2. Designate a space in your home for work
Don’t be tempted to work in bed just because you can. This makes it easier for you to feel lethargic and exhausted. Plus there’s always the danger of falling asleep while working! This doesn’t just affect your health, but it also slows down productivity.
To be less distracted and more efficient, create your ideal workspace: a comfortable chair? A stand up desk? It’s all up to you, as long as you’re not lying down and cuddling your cat!
3. Set a meal plan and stick to it.
Working from home means having to prepare your own meals. And this might be challenging at first, especially if you’re used to eating out in the middle of the day with your workmates. Finding the time to prepare, cook and clean up after eating might also pose a problem if you have limited time. The best way to solve this is to create a well-balanced meal plan on the weekends, pre-cook your meals (as much as possible) and stick to it.
4. And we mean a well-balanced meal plan with fruits and vegetables.
Don’t just stick to a diet of pre-packaged meals chock-full of sodium and other preservatives. Just because they’re easy to prepare, doesn’t mean they’re good for you. There are simple but healthier dishes that you can prepare with ingredients that will give you the right amount of energy for the work you need to fulfill. Think fruits, vegetables, and protein.

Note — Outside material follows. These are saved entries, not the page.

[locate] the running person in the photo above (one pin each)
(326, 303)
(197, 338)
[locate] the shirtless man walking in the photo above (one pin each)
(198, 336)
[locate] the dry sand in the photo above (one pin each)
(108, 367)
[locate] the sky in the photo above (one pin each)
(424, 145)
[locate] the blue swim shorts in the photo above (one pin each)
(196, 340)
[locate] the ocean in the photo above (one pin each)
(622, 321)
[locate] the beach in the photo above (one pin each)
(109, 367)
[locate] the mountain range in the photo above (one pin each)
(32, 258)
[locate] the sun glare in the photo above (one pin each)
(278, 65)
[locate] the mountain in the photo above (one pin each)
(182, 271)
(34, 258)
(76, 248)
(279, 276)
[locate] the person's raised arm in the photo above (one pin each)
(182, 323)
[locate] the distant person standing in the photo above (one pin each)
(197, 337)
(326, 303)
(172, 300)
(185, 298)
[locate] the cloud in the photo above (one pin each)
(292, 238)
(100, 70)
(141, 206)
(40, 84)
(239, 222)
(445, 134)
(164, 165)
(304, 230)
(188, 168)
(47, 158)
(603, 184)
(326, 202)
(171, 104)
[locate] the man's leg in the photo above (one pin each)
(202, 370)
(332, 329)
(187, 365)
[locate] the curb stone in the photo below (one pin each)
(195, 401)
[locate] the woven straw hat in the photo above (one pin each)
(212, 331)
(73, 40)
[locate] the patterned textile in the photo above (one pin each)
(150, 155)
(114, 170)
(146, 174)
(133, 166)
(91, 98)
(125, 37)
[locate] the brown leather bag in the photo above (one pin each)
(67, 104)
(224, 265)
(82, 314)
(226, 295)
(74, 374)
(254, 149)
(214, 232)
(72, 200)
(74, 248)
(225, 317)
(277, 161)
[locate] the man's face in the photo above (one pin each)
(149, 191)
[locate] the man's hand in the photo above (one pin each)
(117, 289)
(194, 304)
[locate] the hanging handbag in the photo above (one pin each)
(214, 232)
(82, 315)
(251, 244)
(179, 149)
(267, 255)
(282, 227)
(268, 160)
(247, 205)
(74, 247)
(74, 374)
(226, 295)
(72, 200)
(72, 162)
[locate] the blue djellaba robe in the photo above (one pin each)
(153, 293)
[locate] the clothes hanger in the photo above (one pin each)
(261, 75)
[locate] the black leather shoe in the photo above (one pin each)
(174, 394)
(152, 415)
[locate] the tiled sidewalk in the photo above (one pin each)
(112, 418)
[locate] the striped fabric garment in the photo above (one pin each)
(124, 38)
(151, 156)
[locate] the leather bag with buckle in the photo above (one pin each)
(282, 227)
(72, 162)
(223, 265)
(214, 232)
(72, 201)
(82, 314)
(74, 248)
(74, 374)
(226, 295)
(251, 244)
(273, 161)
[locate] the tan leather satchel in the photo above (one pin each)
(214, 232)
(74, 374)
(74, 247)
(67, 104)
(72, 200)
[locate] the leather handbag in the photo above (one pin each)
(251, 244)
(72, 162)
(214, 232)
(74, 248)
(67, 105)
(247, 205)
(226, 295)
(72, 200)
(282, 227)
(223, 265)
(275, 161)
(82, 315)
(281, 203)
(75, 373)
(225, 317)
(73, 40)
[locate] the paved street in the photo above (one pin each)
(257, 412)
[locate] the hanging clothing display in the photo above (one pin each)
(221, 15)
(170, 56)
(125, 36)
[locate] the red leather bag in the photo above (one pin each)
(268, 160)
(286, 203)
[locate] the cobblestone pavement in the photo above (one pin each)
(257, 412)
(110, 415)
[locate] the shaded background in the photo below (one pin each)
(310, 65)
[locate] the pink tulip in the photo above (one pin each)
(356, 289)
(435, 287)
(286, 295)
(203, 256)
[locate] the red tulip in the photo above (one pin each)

5. Ditch the junk food altogether.
It’s easier to avoid temptation if it isn’t there at all. The next time you make a grocery run, replace chips and dip with carrots or celery. You can still take the dip, but at least you’re snacking on something more productive for your health.
6. Make sure to get enough sleep.
Being at home and skipping commute time doesn’t excuse you from staying up late and marathoning Netflix all night. Take advantage of the extra time you have to making sure you get enough rest for the next day (it’s a privilege!). Being at home doesn’t make the actual work less taxing, and enough sleep makes you perform your very best the next day.